This pipeline standard was developed to aid in coordination of the Centers for Common Disease Genomics project. It was tested with HiSeq X data on pipeline implementations from five centers.
Each center should use exactly the same reference genome.
Standard:
- GRCh38DH, 1000 Genomes Project version
- Includes the standard set of chromosomes and alternate sequences from GRCh38
- Includes the decoy sequences
- Includes additional alternate versions of the HLA locus
Each center should use exactly the same alignment strategy
Standard:
- Aligner: BWA-MEM
- Version: We will use 0.7.15 (https://github.com/lh3/bwa/releases/tag/v0.7.15)
- Standardized parameters:
- Do not use
-M
since it causes split-read alignments to be marked as "secondary" rather than "supplementary" alignments, violating the BAM specification - Use
-K 100000000
to achieve deterministic alignment results (Note: this is a hidden option) - Use
-Y
to force soft-clipping rather than default hard-clipping of supplementary alignments - Include a
.alt
file for consumption by BWA-MEM; do not perform post-processing of alternate alignments
- Do not use
- Optional parameters (may be useful for convenience and not expected to alter results):
-p
(for interleaved fastq)-C
(append FASTA/FASTQ comment to SAM output)-v
(logging verbosity)-t
(threading)-R
(read group header line)
- Post-alignment modification:
- In order to reduce false positive calls due to bacterial contamination randomly aligning to the human genome, reads and their mates may be marked by setting 0x4 bit in the SAM flag if the following conditions apply:
- The primary alignment has less than 32 aligned bases
- The primary alignment is soft clipped on both sides
- This filtering is optional
- The original mapping information will be encoded in a Previous Alignment (PA) tag on the marked reads using the same format as the SA tag in the BAM specification.
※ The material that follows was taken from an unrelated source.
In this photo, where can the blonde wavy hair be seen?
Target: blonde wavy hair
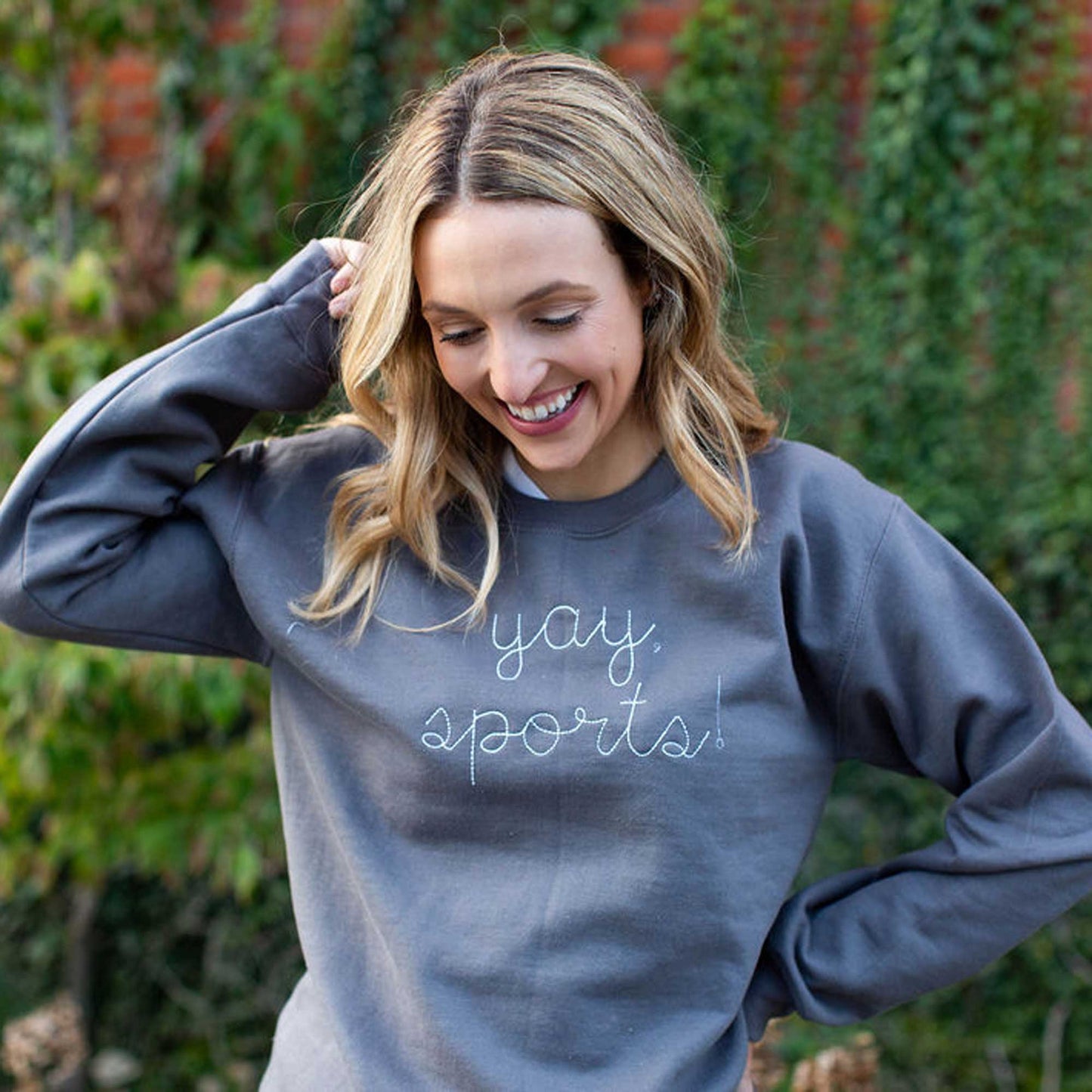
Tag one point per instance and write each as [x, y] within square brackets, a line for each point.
[525, 127]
- Modification of other flags after alignment will not be performed.
- In order to reduce false positive calls due to bacterial contamination randomly aligning to the human genome, reads and their mates may be marked by setting 0x4 bit in the SAM flag if the following conditions apply:
Different centers can use different tools, as long as the same number of reads are marked duplicate and results are functionally equivalent. During the pipeline synchronization exercise we evaluated four tools: Picard MarkDuplicates, bamUtil, samblaster, and sambamba. After the exercise, centers are using Picard and bamUtil.
Standard:
- Match Picard’s current definition of duplicates for primary alignments where both reads of a pair align to the reference genome. Both samblaster and bamUtil already attempt to match Picard for this class of alignments.
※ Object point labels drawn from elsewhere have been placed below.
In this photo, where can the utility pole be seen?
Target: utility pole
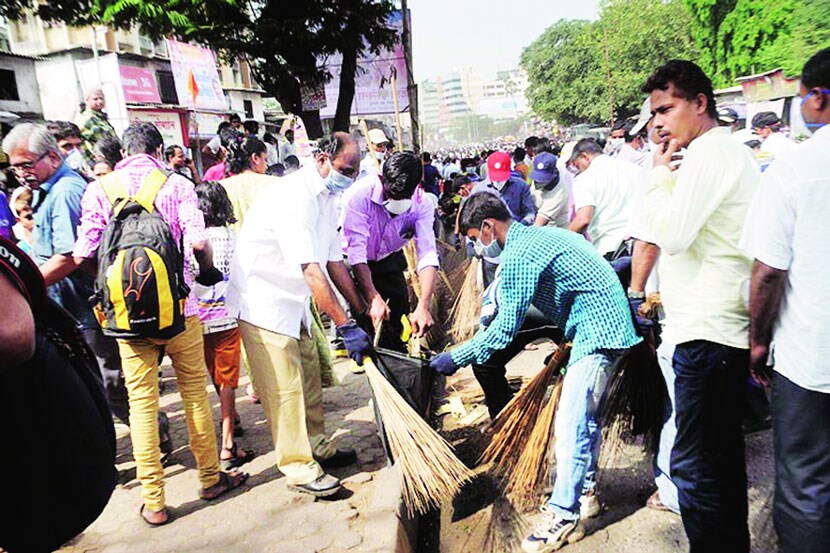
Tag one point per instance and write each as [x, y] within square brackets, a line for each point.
[411, 87]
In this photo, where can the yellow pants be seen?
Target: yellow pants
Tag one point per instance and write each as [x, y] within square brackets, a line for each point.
[139, 360]
[287, 380]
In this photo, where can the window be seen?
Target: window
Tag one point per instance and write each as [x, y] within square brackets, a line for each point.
[8, 85]
[167, 87]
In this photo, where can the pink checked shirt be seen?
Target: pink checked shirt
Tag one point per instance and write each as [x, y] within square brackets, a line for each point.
[176, 203]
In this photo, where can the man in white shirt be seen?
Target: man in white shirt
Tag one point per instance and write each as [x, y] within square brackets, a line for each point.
[786, 233]
[601, 193]
[379, 150]
[696, 214]
[290, 235]
[767, 125]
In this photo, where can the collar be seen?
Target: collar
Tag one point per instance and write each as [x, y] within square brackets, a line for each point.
[56, 176]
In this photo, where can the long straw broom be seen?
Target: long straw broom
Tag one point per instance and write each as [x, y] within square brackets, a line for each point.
[514, 426]
[428, 470]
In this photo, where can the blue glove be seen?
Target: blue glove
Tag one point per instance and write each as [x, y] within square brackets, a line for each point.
[358, 343]
[444, 364]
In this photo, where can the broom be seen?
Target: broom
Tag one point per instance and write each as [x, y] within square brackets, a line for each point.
[428, 470]
[515, 425]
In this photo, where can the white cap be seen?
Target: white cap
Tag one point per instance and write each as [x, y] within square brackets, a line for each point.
[376, 136]
[645, 117]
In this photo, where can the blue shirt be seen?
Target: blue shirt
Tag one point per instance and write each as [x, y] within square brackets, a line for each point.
[516, 194]
[563, 276]
[57, 214]
[431, 178]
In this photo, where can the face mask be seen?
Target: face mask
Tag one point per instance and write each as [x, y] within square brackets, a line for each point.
[493, 249]
[396, 207]
[74, 159]
[337, 182]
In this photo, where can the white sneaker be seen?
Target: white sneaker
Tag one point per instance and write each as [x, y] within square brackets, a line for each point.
[589, 506]
[552, 534]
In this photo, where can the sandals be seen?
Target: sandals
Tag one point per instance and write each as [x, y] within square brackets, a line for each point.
[236, 460]
[227, 481]
[148, 522]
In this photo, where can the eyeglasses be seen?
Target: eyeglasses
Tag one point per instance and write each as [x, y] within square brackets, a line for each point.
[27, 166]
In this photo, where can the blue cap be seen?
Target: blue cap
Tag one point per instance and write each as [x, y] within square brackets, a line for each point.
[544, 168]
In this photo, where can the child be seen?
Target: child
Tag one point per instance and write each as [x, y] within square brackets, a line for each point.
[223, 343]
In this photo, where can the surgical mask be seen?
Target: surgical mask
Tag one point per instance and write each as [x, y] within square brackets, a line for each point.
[74, 159]
[337, 182]
[493, 249]
[396, 207]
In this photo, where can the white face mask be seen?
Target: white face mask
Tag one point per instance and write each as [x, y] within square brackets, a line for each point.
[396, 207]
- If a primary alignment is marked as duplicate, then all supplementary alignments for that same read should also be marked as duplicates. Both Picard and bamUtil have modified to exhibit this behavior. For Picard, you must use >= version 2.4.1 and run on a queryname sorted input file. BamUtil must be version >=TODO. Samblaster supports this behavior, but Sambamba does not.
- Orphan alignments (where the mate paired read is unmapped) will be marked as duplicates if there’s another read with the same alignment (mated, or orphaned)
- The unmapped mate of duplicate orphan reads is required to also be marked as a duplicate.
- It is not a requirement for duplicate marking software to choose the best pair based on base quality sum, but results must be functionally equivalent. In practice we have moved away from using samblaster for this reason.
- If a primary alignment is marked as duplicate, then all secondary alignments for that read should also be marked as duplicates. However, given that no secondary alignments will exist using our proposed alignment strategy, it is optional for software to implement.
- There was a discussion about whether duplicate marking should be deterministic. We did not reach a decision on this.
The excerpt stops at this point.